Nein, wir kommen jetzt nicht mit der moralischen Keule, sondern wir stellen vielleicht mit Ihnen gemeinsam etwas fest: Wir Menschen sind schon auch sozial, aber das mit dem Regeln einhalten und dem sozialen Bewusstsein, das geht meistens immer nur so lange gut, wie es uns selbst gut geht. Und wenn wir selbst nicht mehr einverstanden sind, Regeln nicht mehr verstehen, wenn wir unter Druck geraten oder allzu lange auf etwas, was uns wichtig ist, verzichten müssen, dann hat tatsächlich jeder seine eigene Haltung. Übrigens systemunabhängig, behaupten wir: Ob in einer Demokratie, in einer Diktatur, im Sozialismus, im Kapitalismus: Es geht um die eigene Haltung, mit ihr entscheiden wir.

Und diese eigene Haltung (die eigenen Werte, die man in sich trägt aufgrund von Erziehung, Erfahrung etc.) stößt dann auf Regeln. Und für diese Regeln gilt unserer Meinung nach (ab hier waren wir letzten Donnerstag in der Redaktionssitzung einigermaßen einig):

Erstens: Regeln müssen verstanden werden können. Dazu müssen sie einfach formuliert sein und wir Menschen müssen die Regeln als stimmig empfinden können. Beispiel: Ist eine Ausgangssperre für mich logisch, wenn ich um 21.30 Uhr alleine joggen gehen will, vielleicht nachdem ich einen harten Arbeitstag hinter mir habe?

Zweitens: Regeln müssen in der Wirklichkeit des Lebens als gerecht empfunden werden: Wenn ein Kind gesagt bekommt, dass es nicht lügen soll, aber die Eltern oder Onkel und Tante lügen wie gedruckt, dann wird es schwierig. Da braucht das Kind schon eine ganz besondere Haltung, um nicht selbst zu lügen. Und da sind viele von uns Erwachsenen nicht viel weiter. Nach diesem Strickmuster werden Jahr für Jahr in Deutschland, behaupten wir, immens viele Steuern am Sozialwesen vorbei »gespart«, weil es andere ja auch tun. Irgendwann, das ist die Folge, gibt es so viele Regeln, dass keiner sie mehr richtig durchschaut und jeder ist verdächtig …

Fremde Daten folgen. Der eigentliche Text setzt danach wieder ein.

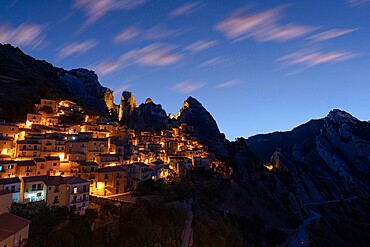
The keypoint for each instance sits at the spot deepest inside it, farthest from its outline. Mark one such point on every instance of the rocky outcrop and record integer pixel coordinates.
(126, 107)
(85, 86)
(193, 113)
(327, 158)
(148, 117)
(33, 79)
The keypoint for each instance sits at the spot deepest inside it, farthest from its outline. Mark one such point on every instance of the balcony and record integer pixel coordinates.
(80, 200)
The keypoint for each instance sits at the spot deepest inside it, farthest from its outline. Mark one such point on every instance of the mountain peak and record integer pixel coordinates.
(338, 115)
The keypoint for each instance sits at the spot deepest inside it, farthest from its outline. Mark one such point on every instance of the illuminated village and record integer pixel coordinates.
(63, 164)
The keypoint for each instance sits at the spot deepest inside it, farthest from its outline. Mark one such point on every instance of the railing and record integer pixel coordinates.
(80, 200)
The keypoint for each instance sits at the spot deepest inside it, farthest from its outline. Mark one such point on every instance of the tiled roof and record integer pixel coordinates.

Zweitens a: Regeln dürfen sich nicht gegenseitig widersprechen und müssen im Alltag umsetzbar sein. Logisch, denn sonst machen wir es ja in jedem Fall falsch und haben immer ein schlechtes Gewissen. Vielleicht kennen Sie selbst solche sich gegenseitig widersprechenden Regeln.

Drittens: Wer Regeln befolgen soll, braucht einen Sinn darin, vielleicht einen Vorteil, vielleicht aber auch, dass er wirklich versteht, dass damit zum Beispiel der Frieden in einer Gesellschaft erhalten wird. Oder im Falle der Corona-Regeln, welche Perspektiven entstehen, wenn alle die Regeln einhalten. Und bei entsprechender Haltung des einen oder anderen Menschen ist es dann auch gut, wenn hinter der Nichteinhaltung von Regeln Strafen stehen. Allerdings gilt hier dann auch Punkt vier …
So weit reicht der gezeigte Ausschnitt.